From chatbot to agent
A standard chatbot is reactive: you send a message, it replies, and it waits. An AI agent is given a goal rather than a single question, and it pursues that goal autonomously. The key shift is the loop. Instead of stopping after one response, the agent decides on an action, carries it out, observes what happened, and uses that observation to decide its next action — repeating until it believes the goal is achieved or it hits a limit. The language model is no longer just a text generator; it is the decision-maker steering a process.
The four building blocks
Most agents are built from four parts. A planner turns a high-level goal into a sequence of concrete steps. Tools give the agent ways to affect the world — web search, running code, calling an API, reading a file. Memory lets it carry information between steps and across sessions, from a short scratchpad of recent actions to a long-term vector store of past work. And a control loop ties these together, feeding each tool result back to the model so it can choose the next move. The LLM sits at the centre as the reasoning engine that picks tools and judges progress.
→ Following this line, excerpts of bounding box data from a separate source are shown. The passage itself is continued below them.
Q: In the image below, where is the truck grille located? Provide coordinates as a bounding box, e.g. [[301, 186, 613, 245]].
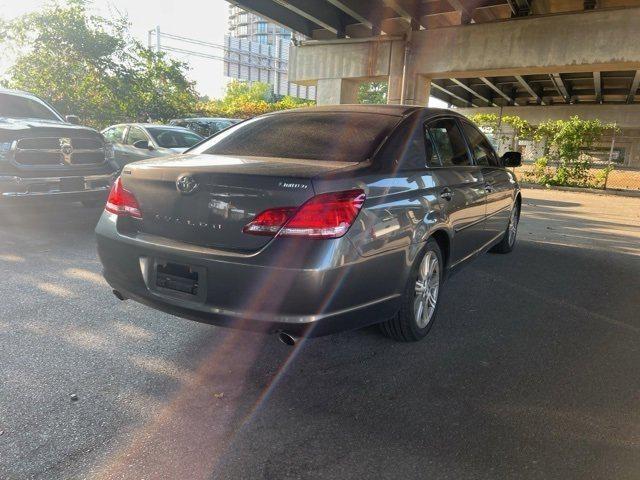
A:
[[13, 137, 105, 167]]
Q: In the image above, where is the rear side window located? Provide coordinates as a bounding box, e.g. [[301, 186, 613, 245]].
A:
[[426, 118, 471, 167], [190, 112, 401, 162], [126, 127, 149, 145], [102, 125, 125, 143], [462, 122, 500, 167], [424, 128, 440, 167]]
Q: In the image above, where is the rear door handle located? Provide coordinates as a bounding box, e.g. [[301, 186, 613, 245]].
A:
[[440, 187, 453, 202]]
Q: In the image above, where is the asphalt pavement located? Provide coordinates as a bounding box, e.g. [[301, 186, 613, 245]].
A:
[[0, 190, 640, 480]]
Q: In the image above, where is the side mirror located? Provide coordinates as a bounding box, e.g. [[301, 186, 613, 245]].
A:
[[133, 140, 151, 150], [502, 152, 522, 171]]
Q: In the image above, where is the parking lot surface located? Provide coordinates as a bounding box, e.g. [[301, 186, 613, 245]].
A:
[[0, 190, 640, 480]]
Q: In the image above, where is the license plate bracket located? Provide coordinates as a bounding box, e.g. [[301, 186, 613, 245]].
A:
[[156, 262, 200, 296], [60, 177, 85, 192]]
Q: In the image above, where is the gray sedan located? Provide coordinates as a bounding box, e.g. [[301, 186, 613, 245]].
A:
[[102, 123, 203, 167], [96, 105, 522, 344]]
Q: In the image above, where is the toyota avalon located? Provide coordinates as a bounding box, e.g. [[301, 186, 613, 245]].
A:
[[96, 105, 522, 344]]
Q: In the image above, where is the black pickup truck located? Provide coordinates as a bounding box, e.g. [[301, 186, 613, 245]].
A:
[[0, 89, 117, 206]]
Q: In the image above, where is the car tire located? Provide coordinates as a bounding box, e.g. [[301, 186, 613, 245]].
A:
[[489, 203, 520, 254], [380, 238, 444, 342], [81, 200, 105, 208]]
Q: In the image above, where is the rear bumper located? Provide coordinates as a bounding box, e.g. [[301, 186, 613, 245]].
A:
[[96, 214, 406, 336], [0, 174, 114, 202]]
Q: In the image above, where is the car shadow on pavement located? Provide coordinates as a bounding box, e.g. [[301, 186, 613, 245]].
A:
[[0, 201, 640, 479]]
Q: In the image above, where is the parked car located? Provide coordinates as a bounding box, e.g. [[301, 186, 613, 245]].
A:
[[102, 123, 203, 167], [0, 89, 117, 206], [169, 117, 242, 138], [96, 105, 522, 344]]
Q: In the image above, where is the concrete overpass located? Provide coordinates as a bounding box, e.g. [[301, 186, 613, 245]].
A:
[[231, 0, 640, 164], [228, 0, 640, 107]]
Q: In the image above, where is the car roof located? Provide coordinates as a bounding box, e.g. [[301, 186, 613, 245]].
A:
[[267, 104, 461, 117], [170, 117, 239, 122], [103, 122, 194, 133], [0, 88, 40, 100]]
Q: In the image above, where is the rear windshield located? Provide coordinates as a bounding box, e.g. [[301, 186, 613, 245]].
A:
[[147, 127, 202, 148], [0, 93, 60, 121], [190, 112, 400, 162]]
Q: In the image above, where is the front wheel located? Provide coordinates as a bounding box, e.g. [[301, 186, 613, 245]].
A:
[[380, 238, 444, 342], [489, 204, 520, 253]]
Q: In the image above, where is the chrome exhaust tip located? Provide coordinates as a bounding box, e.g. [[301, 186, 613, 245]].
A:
[[113, 290, 126, 301], [278, 332, 298, 347]]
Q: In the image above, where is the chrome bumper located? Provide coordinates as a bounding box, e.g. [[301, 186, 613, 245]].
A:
[[0, 174, 114, 198]]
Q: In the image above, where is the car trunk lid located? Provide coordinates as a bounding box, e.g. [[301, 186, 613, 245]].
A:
[[122, 155, 354, 251]]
How tool-calling drives action
An agent acts on the world through tool-calling. The model is told which tools exist and what arguments each accepts, usually as structured schemas. When it decides to use one, it emits a structured request — for example, a search query or a snippet of code — which the surrounding program runs. The result is returned to the model as an observation. This loop of decide, act, observe is what lets an agent gather information it did not start with and adapt its plan as it learns.
Real systems and patterns
Several well-known systems put these ideas into practice. AutoGPT popularised the idea of an agent that recursively plans subtasks toward a top-level goal. LangChain agents provide a framework for wiring LLMs to tools and running the reasoning loop. Anthropic’s Computer Use lets a model operate a computer by viewing the screen and issuing clicks and keystrokes as tool calls. Beyond single agents, multi-agent systems assign roles — a planner, a researcher, a critic — and let specialised agents hand work to each other, trading extra coordination cost for higher quality on complex jobs.
Strengths, limits, and good practice
Agents shine on tasks that are too multi-step for a single prompt but still bounded: researching a question, refactoring code across files, or pulling data from several sources. Their weakness is compounding error — across a long run, a small early mistake can derail everything, and agents can loop or hallucinate actions. The practical answers are to scope the goal tightly, give the agent high-quality tools, cap the number of steps, and insert human checkpoints for anything costly or irreversible. Treat the agent as a capable but fallible junior that does best with clear boundaries.